Mark then structured the practice as a back 4 against 4 attackers with an additional attacker behind them in support. Mark picked up on a situation where the back 4 lost its shape when a forward got in behind the defence and the right back dropped back behind the defence to pick him up. But the defensive shape was lost and there had been no communication and the forward had been played onside. Mark stressed that the back 4 had to be a unit and they had to either all press or all drop. In this instance some had pressed but the right back had dropped and so chaos had resulted.  He made a point about when to play the offside game. He said only play offside when there is pressure on the ball, otherwise go with the runners.

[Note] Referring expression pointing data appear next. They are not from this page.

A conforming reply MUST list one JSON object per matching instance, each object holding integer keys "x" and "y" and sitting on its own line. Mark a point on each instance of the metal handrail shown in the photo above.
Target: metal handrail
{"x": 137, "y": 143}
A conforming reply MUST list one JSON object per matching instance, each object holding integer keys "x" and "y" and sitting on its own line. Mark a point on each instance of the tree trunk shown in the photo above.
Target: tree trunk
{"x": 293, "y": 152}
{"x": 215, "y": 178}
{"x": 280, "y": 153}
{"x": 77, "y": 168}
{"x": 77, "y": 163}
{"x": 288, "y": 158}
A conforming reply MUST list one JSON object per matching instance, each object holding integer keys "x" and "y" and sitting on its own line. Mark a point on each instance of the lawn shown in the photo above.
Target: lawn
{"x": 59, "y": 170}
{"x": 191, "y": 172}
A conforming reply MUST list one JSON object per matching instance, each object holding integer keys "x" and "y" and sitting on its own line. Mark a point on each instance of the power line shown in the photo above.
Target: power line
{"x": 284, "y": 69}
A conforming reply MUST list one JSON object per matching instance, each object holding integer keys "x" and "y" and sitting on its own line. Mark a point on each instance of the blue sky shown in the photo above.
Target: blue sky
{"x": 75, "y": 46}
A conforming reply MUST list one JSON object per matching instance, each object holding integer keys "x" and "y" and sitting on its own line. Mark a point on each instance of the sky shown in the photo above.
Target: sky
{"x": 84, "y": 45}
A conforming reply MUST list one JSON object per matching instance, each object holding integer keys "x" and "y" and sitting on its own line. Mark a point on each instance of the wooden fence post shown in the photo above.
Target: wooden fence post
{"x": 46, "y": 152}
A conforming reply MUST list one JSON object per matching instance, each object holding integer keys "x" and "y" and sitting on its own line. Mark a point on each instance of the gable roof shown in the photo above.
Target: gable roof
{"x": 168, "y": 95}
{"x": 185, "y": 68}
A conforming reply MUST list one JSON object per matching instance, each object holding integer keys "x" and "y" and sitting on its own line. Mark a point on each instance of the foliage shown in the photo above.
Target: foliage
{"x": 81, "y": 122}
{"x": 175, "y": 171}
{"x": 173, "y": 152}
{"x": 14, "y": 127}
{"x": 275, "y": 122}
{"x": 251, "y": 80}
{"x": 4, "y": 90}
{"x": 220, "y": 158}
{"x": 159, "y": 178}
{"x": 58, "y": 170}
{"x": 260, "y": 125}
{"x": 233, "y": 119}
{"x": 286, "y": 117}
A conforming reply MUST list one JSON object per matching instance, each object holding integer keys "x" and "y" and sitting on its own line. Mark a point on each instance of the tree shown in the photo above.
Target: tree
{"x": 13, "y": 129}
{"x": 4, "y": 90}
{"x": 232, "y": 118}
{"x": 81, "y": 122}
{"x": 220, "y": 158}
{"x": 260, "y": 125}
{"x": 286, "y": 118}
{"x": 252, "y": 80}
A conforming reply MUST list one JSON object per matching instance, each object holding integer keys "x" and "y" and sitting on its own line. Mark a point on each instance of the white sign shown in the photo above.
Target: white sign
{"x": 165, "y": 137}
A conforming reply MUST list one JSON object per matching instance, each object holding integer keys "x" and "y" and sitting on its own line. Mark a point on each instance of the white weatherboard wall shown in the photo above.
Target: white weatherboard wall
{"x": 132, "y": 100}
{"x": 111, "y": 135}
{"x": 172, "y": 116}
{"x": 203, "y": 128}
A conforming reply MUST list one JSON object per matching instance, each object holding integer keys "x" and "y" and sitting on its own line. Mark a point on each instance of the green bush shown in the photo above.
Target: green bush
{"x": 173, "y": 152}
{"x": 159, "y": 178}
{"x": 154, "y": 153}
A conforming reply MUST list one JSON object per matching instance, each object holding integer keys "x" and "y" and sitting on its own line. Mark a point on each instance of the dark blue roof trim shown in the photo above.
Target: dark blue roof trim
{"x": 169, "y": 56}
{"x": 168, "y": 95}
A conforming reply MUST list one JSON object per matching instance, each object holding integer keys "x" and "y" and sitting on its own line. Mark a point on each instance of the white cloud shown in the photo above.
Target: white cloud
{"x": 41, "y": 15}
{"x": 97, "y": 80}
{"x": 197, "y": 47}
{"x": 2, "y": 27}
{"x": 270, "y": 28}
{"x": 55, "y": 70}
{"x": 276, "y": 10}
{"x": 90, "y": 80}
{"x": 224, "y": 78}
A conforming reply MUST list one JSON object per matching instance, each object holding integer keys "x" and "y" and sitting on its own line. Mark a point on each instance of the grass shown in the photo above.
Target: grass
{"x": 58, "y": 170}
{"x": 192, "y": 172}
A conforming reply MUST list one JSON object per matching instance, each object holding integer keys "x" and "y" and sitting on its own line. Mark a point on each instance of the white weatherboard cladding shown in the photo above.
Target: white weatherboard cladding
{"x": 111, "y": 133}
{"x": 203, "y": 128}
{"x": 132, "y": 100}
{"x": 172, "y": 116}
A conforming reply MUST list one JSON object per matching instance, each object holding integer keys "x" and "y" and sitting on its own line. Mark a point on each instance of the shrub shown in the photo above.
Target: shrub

Mark’s explained that his last practice could easily have been done as the first because it was a basic 1 v 1 situation, with the defender defending his goal where there was a goalkeeper. Mark served the ball into a  forward and he had to take on the defender, try and go past him and score.  Mark explained the importance of observation when playing as a defender. In the first few minutes of a match, the defender must observe the favoured foot of his immediate opponent so that when confronted in this 1 v 1 situation he must try to force the forward onto his weaker foot. Mark also told the keeper to help his defender in the 1 v 1 duel by giving constant communication.

Mark had constantly referred back during the whole session to the massive importance of communication. It is clear that especially when coaching defenders this lack of positive and leadership-inclined players is having an enormously detrimental effect on our development of good, young players in these defensive positions. Mark echoed the present concern   that John Terry’s  leadership skills are being badly missed by our National Team.

It had been an excellent session and Mark had aimed it just right for coaches who are working at a whole cross section of levels as well as a whole variety of ages.